La Stampa, 30 marzo 2016
Barolo sì ma non chiamatelo «base»
«Per favore, non chiamatelo Barolo “Base”». L’appello arriva da una delle cantine più antiche e blasonate di Alba, Pio Cesare. E, più che un messaggio in bottiglia, è un messaggio sulla bottiglia.
La storica azienda, infatti, ha deciso di inserire sulle sue etichette di Barolo e Barbaresco una frase che ha il sapore della provocazione: «...E non chiamatelo Base». Lo hanno scritto pure in inglese, visto che l’80% dei loro vini viene bevuto all’estero: «Please, don’t call it Regular».
Spiega il titolare Pio Boffa: «È sempre più frequente, da parte di appassionati, operatori e produttori, chiamare con l’appellativo “Base” quei Barolo e quei Barbaresco che non sono prodotti da un solo vigneto, o da una sola sottozona e che non ne portano il nome in etichetta». Ma aggiunge: «Il Barolo e il Barbaresco hanno saputo conquistare nel mondo grande ammirazione grazie all’alta qualità acquisita sin dalle loro origini, alla fine dell’800. Allora venivano per lo più prodotti con uve Nebbiolo, provenienti da più vigneti con caratteristiche diverse, situati in più Comuni, e volevano valorizzare l’insieme dei “terroirs” di ciascuna zona del Barolo e del Barbaresco: di quei nomi, già allora, erano orgogliosi di fregiarsi, e non già di uno solo di questi».
In effetti, solo più di recente si è consolidata una filosofia diversa, che predilige produrre il Barolo e il Barbaresco da singoli vigneti o da singole zone, riportandone anche il nome in etichetta, accanto a quello della rispettiva denominazione.

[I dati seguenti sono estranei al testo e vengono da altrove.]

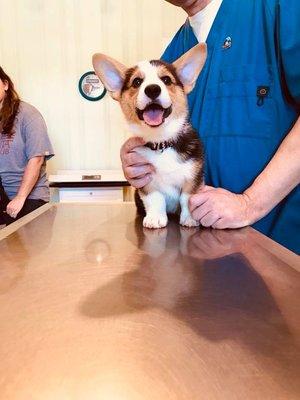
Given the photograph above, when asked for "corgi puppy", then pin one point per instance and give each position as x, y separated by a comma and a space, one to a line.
153, 98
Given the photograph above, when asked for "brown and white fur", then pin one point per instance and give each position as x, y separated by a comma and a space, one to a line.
153, 98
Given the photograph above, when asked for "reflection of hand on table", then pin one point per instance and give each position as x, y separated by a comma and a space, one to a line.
210, 243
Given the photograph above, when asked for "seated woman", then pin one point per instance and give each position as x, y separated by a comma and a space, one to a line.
24, 149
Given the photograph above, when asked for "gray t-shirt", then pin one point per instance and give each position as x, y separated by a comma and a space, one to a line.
29, 140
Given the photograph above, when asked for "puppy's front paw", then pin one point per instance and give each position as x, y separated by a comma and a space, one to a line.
187, 220
155, 221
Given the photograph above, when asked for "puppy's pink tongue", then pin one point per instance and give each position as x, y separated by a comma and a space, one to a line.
153, 117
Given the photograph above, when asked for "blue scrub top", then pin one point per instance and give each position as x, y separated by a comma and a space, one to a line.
241, 130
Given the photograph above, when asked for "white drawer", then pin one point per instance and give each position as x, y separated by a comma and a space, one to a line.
73, 195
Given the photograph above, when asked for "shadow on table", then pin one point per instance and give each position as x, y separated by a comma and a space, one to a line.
201, 278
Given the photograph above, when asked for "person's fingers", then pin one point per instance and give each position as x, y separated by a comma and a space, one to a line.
137, 171
130, 144
220, 224
205, 188
201, 211
209, 219
196, 200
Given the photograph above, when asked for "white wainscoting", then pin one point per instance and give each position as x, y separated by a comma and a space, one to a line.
46, 45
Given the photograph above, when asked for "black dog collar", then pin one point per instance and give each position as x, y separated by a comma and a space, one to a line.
159, 146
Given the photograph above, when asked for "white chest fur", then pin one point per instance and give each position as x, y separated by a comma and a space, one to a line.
170, 173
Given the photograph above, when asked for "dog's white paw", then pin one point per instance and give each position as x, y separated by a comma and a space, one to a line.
187, 220
155, 221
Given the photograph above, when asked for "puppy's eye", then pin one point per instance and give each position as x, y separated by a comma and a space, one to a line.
166, 80
137, 82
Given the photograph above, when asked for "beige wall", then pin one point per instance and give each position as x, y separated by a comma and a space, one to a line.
45, 46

I francesi li chiamano «cru», con una vera e propria classificazione qualitativa. In Langa sono definite «Menzioni geografiche aggiuntive», con nomi come Cannubi, Cerequio, Asili, Rabajà, che ufficialmente indicano solo la posizione. La battaglia tra «modernisti» e «tradizionalisti» iniziò già negli Anni 80, ma negli ultimi tempi la moda delle menzioni è dilagata. E la questione del nome non è solo lessicale. Anzi, è soprattutto economica, perché il Barolo definito «base» in media spunta prezzi inferiori a quelli con le menzioni riportate in etichetta, anche se la qualità è la stessa o addirittura superiore.
«Entrambe le filosofie, a nostro avviso, raggiungono risultati qualitativi d’eccellenza», dicono dalla Pio Cesare, dove da oltre un secolo i vini migliori sono prodotti con uve provenienti da un insieme di vigneti situati intenzionalmente in diverse esposizioni. «Continuiamo a produrli così dall’inizio della nostra storia. Ma chiamare con l’appellativo “Base” un Barolo e un Barbaresco, solo perché non sono prodotti da un solo vigneto riportato in etichetta, sminuisce il prestigio delle denominazioni e le riduce a essere considerate ai piedi di un non meglio identificato vertice. Ecco perché abbiamo voluto rivisitare le nostre etichette».
La provocazione è lanciata: Bartolo Mascarello, che fu tra i più convinti sostenitori di un Barolo tradizionale senza menzioni, sarebbe soddisfatto.